不定期読書記録

ただひたすらに本の話を

それからはスープのことばかり考えて暮らした

一番好きな本は?という問いを立てた時答えるのはかなり難しい。

何度読んでも最後には涙が出るような小説も「好き」かもしれないし、重厚な古典文学も「好き」かもしれない、文章がサラサラと流れるように美しいエッセイも「好き」かもしれないし、可愛らしい物語も「好き」かも。 
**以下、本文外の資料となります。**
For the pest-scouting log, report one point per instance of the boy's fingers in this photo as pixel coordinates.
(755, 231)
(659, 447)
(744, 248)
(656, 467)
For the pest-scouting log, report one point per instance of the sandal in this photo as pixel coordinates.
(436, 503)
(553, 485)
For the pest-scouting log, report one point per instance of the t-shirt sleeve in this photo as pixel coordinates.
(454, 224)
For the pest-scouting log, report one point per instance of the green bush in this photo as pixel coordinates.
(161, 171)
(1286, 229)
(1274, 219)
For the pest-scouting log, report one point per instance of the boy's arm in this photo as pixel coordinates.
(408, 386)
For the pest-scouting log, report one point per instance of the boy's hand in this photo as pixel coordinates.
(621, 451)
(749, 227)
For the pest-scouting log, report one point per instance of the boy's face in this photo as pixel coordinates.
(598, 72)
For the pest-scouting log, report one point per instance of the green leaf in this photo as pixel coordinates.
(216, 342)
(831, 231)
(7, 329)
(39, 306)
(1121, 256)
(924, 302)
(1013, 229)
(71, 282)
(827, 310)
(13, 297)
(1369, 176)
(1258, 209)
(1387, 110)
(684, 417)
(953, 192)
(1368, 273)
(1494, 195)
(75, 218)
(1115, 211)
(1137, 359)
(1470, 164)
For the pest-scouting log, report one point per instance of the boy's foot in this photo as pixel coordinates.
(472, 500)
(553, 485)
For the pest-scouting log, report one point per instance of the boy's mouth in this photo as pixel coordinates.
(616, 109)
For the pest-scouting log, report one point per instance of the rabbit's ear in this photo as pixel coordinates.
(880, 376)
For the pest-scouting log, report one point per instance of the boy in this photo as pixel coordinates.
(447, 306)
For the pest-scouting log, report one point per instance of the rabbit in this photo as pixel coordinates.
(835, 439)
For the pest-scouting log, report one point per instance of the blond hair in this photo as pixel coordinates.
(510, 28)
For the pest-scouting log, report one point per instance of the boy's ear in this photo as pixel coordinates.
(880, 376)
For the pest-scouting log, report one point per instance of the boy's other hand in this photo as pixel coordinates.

「それからはスープのことばかり考えて暮らした」のことは、読み終えたその日からとても好きで、この好きはどんなカテゴリーの好きか考えてみると、幸福になれる物語だから好きなのだと思う。

 

路面電車の走る町「月舟町」に引っ越して来た主人公は失業中。住むことになったところの大家さんは「昔のフランス映画に出てくる中庭と屋根裏のついた古アパートのマダムみたいで気取りがなく、ちょっと豪快なところもある」楽しい人。

主人公には、歩いて行ける距離なところに位置する「月舟シネマ」で映画を見る、という趣味があって、失業中なのに週に一回はそこに通うわけだ。彼は新作や、名作をみるためにそこへ行くのではなく、好きな女優が出ている作品を繰り返しみるために月舟シネマに出かけてゆく。主演作品が一本もない女優だけれど、出演したものはどんなものでも観に行く。

そんな主人公はある日、マダムから教えてもらった「トロワ」というサンドイッチ屋さんに行く。三度目の正直(二回仕事を失敗しているから)という祈りを込めて「トロワ」と名付けられたその店のサンドイッチはとても美味しく、それ以来彼は毎日その店を訪れる。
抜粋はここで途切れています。